2tbsp.olive oil (1tbsp. for shrimps and 1 tbsp. for the dressing)
Finely chop garlic cloves. Separate basil leaves from stalks and leave them for later. Chop basil stalks into small pieces.
Peele the shrimps (I like to leave tales in), devein by making a slight cut along the backs. Wash shrimps by running them under cold water; get rid of the liquid by patting them with paper towels.
Heat oil in a skillet on the heat. Add chopped garlic and basils stalks. Stir them for about 10 seconds. Let them release all the flavors to the oil. Place shrimps on the skillet; add salt and pepper. Cook each side for 2-3 minutes until shrimps are pink and firm.

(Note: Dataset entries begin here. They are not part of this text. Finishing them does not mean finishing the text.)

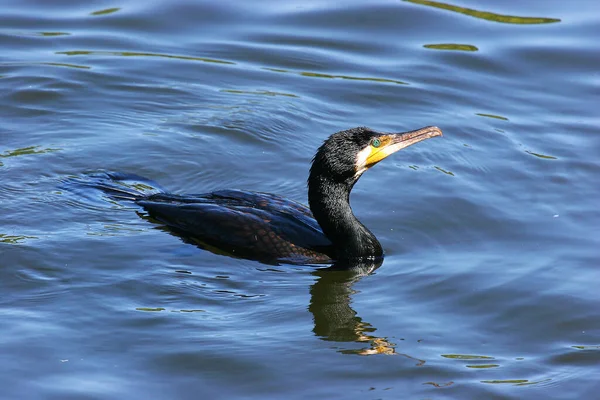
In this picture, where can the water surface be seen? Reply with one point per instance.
(489, 288)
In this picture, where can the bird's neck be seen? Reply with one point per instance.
(330, 204)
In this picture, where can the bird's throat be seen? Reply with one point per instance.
(330, 204)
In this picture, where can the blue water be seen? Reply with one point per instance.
(490, 284)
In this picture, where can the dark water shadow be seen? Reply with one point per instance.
(485, 15)
(334, 318)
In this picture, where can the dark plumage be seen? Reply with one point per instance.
(270, 228)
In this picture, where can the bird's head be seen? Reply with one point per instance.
(346, 155)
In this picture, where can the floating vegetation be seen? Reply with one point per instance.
(467, 357)
(483, 366)
(451, 46)
(541, 155)
(492, 116)
(26, 151)
(488, 16)
(14, 239)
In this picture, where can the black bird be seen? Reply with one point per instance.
(270, 228)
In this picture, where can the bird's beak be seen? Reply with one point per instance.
(392, 142)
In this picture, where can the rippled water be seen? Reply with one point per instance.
(490, 284)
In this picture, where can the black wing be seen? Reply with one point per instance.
(253, 225)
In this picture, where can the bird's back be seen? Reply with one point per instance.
(246, 224)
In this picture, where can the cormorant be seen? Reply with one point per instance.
(270, 228)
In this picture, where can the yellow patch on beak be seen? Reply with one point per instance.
(384, 145)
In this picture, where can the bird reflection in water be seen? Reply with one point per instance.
(335, 319)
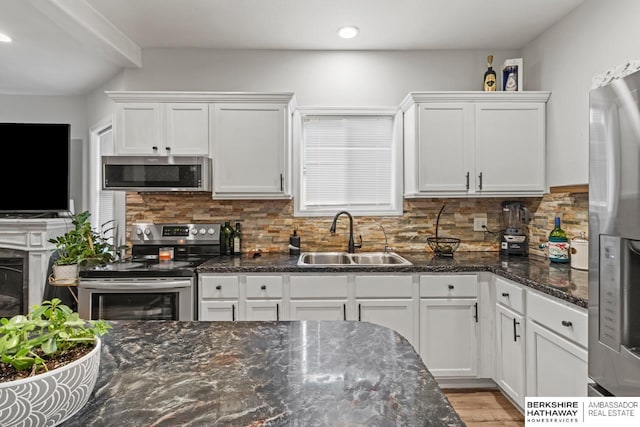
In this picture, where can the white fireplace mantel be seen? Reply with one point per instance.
(32, 236)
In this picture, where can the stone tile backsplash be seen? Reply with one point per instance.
(267, 224)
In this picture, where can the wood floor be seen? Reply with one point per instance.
(484, 408)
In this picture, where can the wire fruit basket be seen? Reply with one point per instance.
(442, 246)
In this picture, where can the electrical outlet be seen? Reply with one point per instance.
(479, 223)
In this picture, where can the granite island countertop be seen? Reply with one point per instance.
(303, 373)
(558, 280)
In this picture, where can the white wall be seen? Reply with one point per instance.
(595, 37)
(318, 78)
(54, 109)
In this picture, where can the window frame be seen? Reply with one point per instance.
(396, 205)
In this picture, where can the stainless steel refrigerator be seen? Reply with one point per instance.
(614, 234)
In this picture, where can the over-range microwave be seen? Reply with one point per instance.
(156, 173)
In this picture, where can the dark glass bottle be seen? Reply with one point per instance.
(489, 81)
(558, 244)
(237, 240)
(226, 239)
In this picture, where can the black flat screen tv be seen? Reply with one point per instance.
(34, 169)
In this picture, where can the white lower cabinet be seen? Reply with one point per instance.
(387, 301)
(510, 340)
(534, 344)
(510, 374)
(263, 298)
(218, 297)
(322, 297)
(449, 324)
(556, 348)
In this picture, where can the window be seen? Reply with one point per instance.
(348, 160)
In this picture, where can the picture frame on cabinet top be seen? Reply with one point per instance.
(512, 75)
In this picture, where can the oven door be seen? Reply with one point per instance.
(136, 299)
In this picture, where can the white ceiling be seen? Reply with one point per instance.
(72, 46)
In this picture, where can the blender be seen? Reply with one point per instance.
(513, 239)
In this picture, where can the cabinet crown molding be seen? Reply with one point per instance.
(472, 96)
(180, 96)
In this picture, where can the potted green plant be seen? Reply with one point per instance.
(81, 245)
(49, 361)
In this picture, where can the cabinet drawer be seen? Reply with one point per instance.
(510, 295)
(318, 286)
(566, 321)
(219, 287)
(264, 287)
(383, 286)
(449, 286)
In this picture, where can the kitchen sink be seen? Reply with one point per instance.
(320, 259)
(324, 258)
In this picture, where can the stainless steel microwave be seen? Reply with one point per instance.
(156, 173)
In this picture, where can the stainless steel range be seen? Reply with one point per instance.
(158, 283)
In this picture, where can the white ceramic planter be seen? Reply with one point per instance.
(65, 274)
(49, 399)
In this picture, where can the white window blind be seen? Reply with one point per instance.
(348, 162)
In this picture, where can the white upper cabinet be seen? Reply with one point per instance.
(474, 143)
(159, 124)
(250, 147)
(187, 128)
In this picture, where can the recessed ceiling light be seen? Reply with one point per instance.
(348, 32)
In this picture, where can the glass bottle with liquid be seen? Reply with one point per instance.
(558, 244)
(226, 239)
(237, 240)
(489, 81)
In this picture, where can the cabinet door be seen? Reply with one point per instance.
(510, 336)
(318, 310)
(396, 314)
(187, 129)
(249, 149)
(218, 310)
(263, 310)
(555, 366)
(138, 129)
(510, 147)
(449, 336)
(445, 147)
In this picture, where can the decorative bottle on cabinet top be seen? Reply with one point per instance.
(489, 81)
(558, 244)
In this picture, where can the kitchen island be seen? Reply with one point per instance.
(304, 373)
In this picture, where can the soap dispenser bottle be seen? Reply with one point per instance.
(294, 243)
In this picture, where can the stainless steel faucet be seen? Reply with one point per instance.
(352, 245)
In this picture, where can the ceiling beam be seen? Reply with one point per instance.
(90, 28)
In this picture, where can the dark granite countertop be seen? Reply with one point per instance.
(558, 280)
(304, 373)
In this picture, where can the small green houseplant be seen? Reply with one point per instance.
(81, 245)
(49, 363)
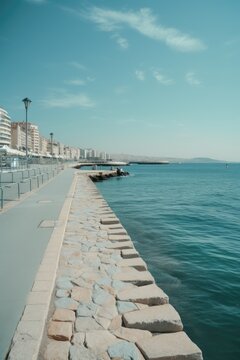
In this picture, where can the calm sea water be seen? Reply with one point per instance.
(184, 219)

Now let’s cut veggies. I tried something new here. Peeled cucumbers, scooped inside seeds out and cut them in slices (ass inside contains mainly water, cucumbers cut in classic way can make a salad soggy). Cut avocado the shape you want after peeling and pitting it.
Combine chopped avocado, cucumber and shrimps in the serving bowl. Add lime zest and lime juice to the mixture.
You have basil leaves in the salad chopped or uncut. I tend to use whole leave as they add more color to the salad. Season with salt and freshly ground black pepper (I also added some paprika). Pour a tablespoon of olive oil and carefully toss the salad to combine ingredients with the dressing.